Ni tampoco se ha podido negar que la conveniencia de la unión también lo es por razones económicas, por las que manifestaba en la época de la II República el periodista y poeta José del Río (Pick), que frente a la hipótesis de una separación de Castilla afirmaba: «…seremos dejados muy atrás por una Vizcaya compacta y autónoma que hará de su puerto el verdadero puerto de Castilla, porque a eso orientará su política ferroviaria, y por una Asturias que pondrá El Musel a la disposición de las provincias leonesas de buena parte de las de Castilla.» (La Voz de Cantabria, ‘En el hierro frío’, 14-IX-1932). Curioso es comprobar que ésto es precisamente lo que está ocurriendo hoy, con la salvedad, para agravar lo dicho en 1932, que tanto Asturias como Vizcaya cuentan desde hace años con autovía a la Meseta, que nosotros no hemos podido inaugurar aún, y que ya tienen en obras su tren de alta velocidad, y nosotros estamos todavía en la prehistoria del inicio de esa obra, lo cual dice mucho de la utilidad de esta autonomía uniprovincial para competir con otras regiones. Además, el año 2005 pasará a la historia como aquél en el que el Gobierno de la nación decidió que, en vez de un Santander-Mediterráneo, se va a construir un Bilbao-Mediterráneo y ello con el silencio cómplice del Gobierno regional de Cantabria, que sortea la constatación de la propia falta de peso político nacional de esta autonomía con el arte de mirar hacia otro lado, encajando, sin que se note, la puñalada trapera de cien años de anhelos de esta tierra.

Siendo ya mayoría social los que defendemos la Unión, manifestamos nuestro gran compromiso con la democracia y nuestro gran respeto a la sociedad civil, de la que somos parte activa, por lo que renunciamos a hacer lo que otros nos han hecho, por lo que no impondremos como a nosotros nos han impuesto, sino que garantizaremos que todos podamos decidir entre dejar las cosas como están, o hacer grande a Cantabria, propiciando su unión con Castilla.
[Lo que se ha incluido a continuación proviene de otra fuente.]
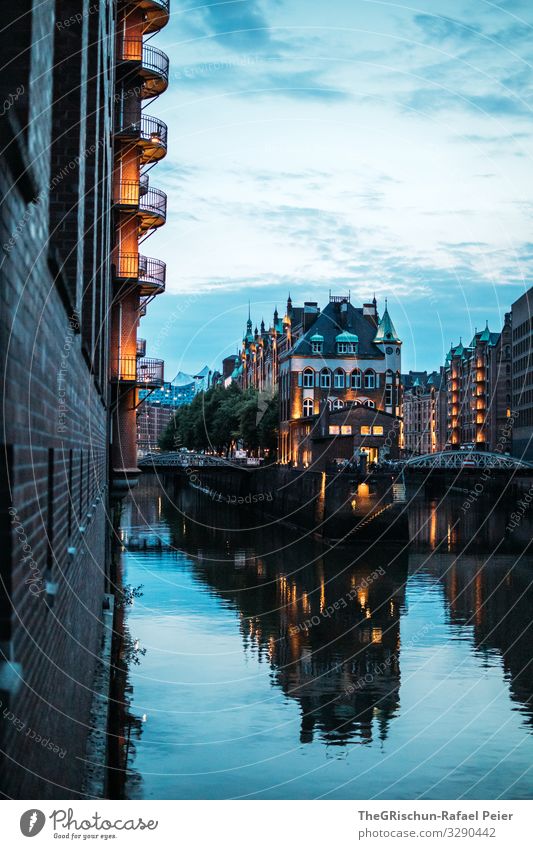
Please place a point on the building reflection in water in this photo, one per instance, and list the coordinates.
(326, 621)
(494, 597)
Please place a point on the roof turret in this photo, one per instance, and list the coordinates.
(386, 331)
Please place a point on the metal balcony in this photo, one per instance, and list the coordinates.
(126, 194)
(152, 208)
(150, 373)
(148, 272)
(156, 14)
(148, 133)
(148, 62)
(142, 372)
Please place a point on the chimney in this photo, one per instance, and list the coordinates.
(311, 313)
(344, 314)
(370, 312)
Esta posibilidad de decidir nuestro destino pacífica y democráticamente, está cada día más cerca y más al alcance de la mano de los ciudadanos de Cantabria, pues muchos estamos trabajando para ganar espacios sociales de libertad, para que así nadie se irrogue un derecho a decidir que no tiene, pues ese derecho sólo corresponde a los ciudadanos libres de Cantabria. Tarde o temprano, aquello que se crea sin participación ciudadana, acaba por quebrar y terminar por tener que someterse a su decisión.